By Chris Klint, Senior Digital Producer, cklint@ktuu.com
Published On: Mar 24 2014 05:36:00 PM AKDT

Shortly after midnight on March 24, 1989, the Exxon Valdez struck Blight Reef in pristine Prince William Sound, Alaska, home to over 200 bird species.

Twenty-five years later, three members of International Bird Rescue's emergency response team look back on their experiences of the oil spill that changed everything. (Courtesy International Bird Rescue)

ANCHORAGE -

A quarter century after helping rehabilitate birds oiled by the Exxon Valdez oil spill in Prince William Sound, a bird rescue group is planning a new Alaska facility for wildlife care in future environmental disasters.

According to officials with California-based International Bird Rescue, the group is planning a new dedicated bird treatment facility in Anchorage. While the city is already home to the Alaska Wildlife Response Center, proposed by IBR in 1991, much of the facility is now home to the locally operated Bird Treatment and Learning Center.

In an IBR statement, members of the group say the 1989 spill exacted a devastating toll on the region’s wildlife, but also taught responders valuable lessons in saving as many animals as possible.

“International Bird Rescue’s response team was critical in efforts to save as many oiled birds as possible during the catastrophe,” officials wrote. “Exxon Valdez was the first major spill where field stabilization and transport were utilized extensively: Four regional centers were established to handle oiled wildlife -- the same number of centers we set up by International Bird Rescue and partner organizations during the Gulf Oil Spill in 2010.”

After assisting with the Gulf of Mexico spill following the explosion and sinking of the Deepwater Horizon, the group was again on call after New Year’s Eve 2012, when the Shell drilling platform Kulluk ran aground on Sitkalidak Island near Kodiak.

“Well before the rig hit land in rough seas, IBR response team leaders were embedded in the command center, working with industry and governmental agencies to develop a wildlife plan that would safely and effectively collect oiled wildlife,” officials wrote. “We prepared for a worst-case scenario as international attention mounted. In the end, the island, the sea and the animals that call it home were spared any spill. But our partnership with trustee agencies and industry was only strengthened to prepare for any future accident.”

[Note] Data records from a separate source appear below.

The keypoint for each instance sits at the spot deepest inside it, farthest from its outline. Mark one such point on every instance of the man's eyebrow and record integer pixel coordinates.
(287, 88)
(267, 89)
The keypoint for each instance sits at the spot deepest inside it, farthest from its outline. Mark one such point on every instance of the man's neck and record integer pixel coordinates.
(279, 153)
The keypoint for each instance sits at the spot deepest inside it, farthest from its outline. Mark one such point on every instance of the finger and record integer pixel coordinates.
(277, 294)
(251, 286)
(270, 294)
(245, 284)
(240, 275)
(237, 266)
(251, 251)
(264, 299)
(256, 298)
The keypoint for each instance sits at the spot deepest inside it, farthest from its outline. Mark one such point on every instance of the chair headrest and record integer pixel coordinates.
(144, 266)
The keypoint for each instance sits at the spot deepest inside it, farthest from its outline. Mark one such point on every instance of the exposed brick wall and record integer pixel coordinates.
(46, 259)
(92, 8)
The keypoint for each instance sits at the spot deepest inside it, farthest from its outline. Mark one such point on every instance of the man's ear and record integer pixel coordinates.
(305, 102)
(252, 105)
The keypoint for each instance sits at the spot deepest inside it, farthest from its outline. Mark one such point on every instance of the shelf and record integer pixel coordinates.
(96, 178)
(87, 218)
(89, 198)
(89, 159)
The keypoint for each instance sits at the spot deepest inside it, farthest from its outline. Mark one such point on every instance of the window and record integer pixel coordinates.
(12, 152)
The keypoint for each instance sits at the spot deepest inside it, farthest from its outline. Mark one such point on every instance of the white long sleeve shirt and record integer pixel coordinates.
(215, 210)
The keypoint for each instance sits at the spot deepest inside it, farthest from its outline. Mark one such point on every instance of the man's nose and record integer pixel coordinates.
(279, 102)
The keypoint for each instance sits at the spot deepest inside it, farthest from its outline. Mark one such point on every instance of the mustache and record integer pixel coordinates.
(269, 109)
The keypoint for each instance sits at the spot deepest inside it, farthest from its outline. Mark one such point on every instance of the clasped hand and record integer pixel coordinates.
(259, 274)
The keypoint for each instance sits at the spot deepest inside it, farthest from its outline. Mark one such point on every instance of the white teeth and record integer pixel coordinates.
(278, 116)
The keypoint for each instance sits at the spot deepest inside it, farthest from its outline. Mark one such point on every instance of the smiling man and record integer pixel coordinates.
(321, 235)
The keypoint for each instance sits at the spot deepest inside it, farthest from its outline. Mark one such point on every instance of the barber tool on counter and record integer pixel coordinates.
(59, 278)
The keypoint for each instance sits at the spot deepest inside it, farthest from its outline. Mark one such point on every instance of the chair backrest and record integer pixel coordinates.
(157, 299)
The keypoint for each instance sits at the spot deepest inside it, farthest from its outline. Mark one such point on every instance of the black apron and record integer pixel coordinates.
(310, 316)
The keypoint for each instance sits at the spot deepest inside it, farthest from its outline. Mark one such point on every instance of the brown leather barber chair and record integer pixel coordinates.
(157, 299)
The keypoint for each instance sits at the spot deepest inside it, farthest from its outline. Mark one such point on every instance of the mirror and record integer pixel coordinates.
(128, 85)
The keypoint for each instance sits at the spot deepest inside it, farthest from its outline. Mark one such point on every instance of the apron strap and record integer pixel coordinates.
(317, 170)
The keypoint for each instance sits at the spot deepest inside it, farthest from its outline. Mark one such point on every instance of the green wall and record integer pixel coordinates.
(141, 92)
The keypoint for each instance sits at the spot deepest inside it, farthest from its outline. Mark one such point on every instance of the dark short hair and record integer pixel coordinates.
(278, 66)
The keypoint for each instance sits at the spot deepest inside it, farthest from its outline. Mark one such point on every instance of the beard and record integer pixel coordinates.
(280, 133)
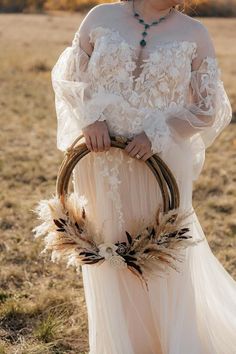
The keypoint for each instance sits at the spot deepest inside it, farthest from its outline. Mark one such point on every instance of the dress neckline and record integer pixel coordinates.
(133, 49)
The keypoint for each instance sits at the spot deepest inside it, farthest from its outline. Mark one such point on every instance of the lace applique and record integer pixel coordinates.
(110, 171)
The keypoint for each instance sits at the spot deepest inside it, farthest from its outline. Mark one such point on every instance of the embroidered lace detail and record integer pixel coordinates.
(111, 173)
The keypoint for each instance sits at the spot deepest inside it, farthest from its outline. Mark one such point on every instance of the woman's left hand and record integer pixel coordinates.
(139, 145)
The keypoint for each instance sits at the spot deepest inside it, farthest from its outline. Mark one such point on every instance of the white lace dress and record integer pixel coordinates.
(182, 111)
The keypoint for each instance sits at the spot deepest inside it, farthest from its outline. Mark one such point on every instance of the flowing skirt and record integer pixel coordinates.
(188, 312)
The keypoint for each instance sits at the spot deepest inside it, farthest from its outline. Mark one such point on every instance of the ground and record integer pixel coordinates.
(42, 306)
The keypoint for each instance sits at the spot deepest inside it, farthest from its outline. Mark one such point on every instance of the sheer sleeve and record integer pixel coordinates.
(77, 104)
(200, 120)
(207, 113)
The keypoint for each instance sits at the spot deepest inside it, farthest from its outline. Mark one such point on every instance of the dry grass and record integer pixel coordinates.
(42, 307)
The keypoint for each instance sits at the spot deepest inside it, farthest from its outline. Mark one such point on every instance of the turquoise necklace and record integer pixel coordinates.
(143, 42)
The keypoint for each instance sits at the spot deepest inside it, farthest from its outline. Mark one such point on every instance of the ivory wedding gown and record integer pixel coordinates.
(182, 111)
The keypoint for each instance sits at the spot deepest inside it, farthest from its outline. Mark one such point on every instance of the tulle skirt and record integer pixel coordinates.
(191, 311)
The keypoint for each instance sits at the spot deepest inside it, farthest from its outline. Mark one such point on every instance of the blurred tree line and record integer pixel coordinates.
(210, 8)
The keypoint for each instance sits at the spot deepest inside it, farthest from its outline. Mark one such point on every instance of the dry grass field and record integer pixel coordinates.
(42, 306)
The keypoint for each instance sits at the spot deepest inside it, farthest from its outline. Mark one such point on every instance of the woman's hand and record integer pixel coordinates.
(139, 145)
(97, 136)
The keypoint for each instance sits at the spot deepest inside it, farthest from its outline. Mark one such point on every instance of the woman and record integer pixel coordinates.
(156, 82)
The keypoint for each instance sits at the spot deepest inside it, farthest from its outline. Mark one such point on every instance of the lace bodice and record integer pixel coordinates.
(168, 100)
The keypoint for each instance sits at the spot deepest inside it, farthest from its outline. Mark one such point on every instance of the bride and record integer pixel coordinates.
(144, 70)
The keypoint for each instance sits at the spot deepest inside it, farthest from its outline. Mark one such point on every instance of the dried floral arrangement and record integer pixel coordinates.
(69, 234)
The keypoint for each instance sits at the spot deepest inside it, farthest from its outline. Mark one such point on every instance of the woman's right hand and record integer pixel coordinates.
(97, 136)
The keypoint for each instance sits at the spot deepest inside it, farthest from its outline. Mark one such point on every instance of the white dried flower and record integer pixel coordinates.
(117, 262)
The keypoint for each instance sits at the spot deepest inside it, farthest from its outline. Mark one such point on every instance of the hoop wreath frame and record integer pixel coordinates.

IBR spokesperson Karen Benzel says the facility offers staff an opportunity to apply the lessons they’ve developed over decades of caring birds to animals in Alaska. While other groups also work with bird rescue, Benzel emphasizes the skill of IBR workers in their field.

“We’re way ahead of the curve on bird treatment techniques,” Benzel said.

In a statement on the process leading up to the new center, IBR officials say it will occupy a unique position in contingency planning for natural-resources crises in the state.

“As the only ‘turnkey’ wildlife center in the state dedicated to emergency response, the 4,800-square-foot facility provides a foundation for all of our work in the region, spanning comprehensive contingency planning, preparedness training and oiled bird care -- from stabilization to release,” officials wrote.

According to Benzel the center, which will better address the needs of caring for oiled wildlife, has been in the works since late last year.

Channel 2's Tracy Sabo contributed information to this story.